The Peninsula School District Board has approved a bond for the Feb. 8, 2011 election. The district will ask for $78 million to be used for upgrades to security, safety and health.

“The current rate for 2010 is 69 cents per $1,000 of assessed property value,” said assistant superintendent Chuck Cuzzetto. “The rate for the bond that was passed in 2003 and collected in 2004 was $1.41 per $1,000. The rate for 2012, if the bond is passed in February, will be 96 cents per $1,000. On a $200,000 home that will be about $55 more in 2012. So that is still below the 2003 rate.”

The money will pay for improvements to the interior and exterior of buildings, including windows, doors, floors, heating and cooling systems, and basic security and safety on each campus, said Terry Bouck, superintendent.

“I was astounded when I came here five years ago and we had no security cameras on the outside of our schools,” Bouck said. “That is absolute almost necessity at most districts now, and we need them on buses.”

Some of the money from the 2003 bond was used to improve traffic flow at 11 of the district’s 15 schools, he said, and traffic flow is an ongoing concern.
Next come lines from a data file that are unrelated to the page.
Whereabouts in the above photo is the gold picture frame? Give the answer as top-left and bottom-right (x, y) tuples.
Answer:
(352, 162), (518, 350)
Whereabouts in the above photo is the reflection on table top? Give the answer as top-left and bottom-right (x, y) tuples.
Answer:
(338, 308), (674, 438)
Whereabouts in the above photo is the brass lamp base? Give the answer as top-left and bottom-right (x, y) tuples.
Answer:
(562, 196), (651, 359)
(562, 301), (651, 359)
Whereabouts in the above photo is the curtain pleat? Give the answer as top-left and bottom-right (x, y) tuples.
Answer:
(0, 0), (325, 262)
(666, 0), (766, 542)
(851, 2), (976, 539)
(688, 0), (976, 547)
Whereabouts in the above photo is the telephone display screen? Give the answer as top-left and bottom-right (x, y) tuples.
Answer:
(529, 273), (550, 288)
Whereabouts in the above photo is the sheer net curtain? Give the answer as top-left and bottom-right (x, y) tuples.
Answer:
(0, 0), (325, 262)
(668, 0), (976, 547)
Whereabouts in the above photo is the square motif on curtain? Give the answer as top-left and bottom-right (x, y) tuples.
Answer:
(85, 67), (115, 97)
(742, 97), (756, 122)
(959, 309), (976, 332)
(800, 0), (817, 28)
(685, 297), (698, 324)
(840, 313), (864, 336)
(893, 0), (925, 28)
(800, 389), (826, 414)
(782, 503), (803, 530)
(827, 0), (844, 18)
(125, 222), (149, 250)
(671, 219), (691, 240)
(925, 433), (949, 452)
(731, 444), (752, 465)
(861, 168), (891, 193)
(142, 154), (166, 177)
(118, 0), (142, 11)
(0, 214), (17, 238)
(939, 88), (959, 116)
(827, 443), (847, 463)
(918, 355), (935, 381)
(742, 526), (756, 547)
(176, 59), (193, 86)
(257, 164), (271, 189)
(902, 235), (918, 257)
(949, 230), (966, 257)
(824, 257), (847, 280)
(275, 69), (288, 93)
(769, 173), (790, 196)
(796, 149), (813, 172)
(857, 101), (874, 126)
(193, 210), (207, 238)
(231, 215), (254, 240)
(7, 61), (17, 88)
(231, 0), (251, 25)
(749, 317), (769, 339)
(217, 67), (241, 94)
Safety is a concern across the district, and Bouck sited the stadium seating at Peninsula High School as one of the areas that needs attention.

“They are old and at times when the crowd gets so excited, those seats move away from the framework of the stadium,” he said. “We have them bolted down at this point, but they need to be ADA accessible.”

Architects and engineers have assessed the school buildings, and Cuzzetto said they found Artondale Elementary needs the most attention.

“We’re planning to significantly renovate that school,” he said.

Just as homes need maintenance, Bouck said school buildings do also, and part of the bond money will be set aside to replace or upgrade furniture and equipment.

“We need some money to replace what wears out,” he said. “We understand it is difficult times, but we also feel this has been a very well thought out plan. We included the community members, staff, parents and principals and we’re encouraged that once we get out there and explain the benefits people will understand the investment in the community. We hope it will also mean jobs.”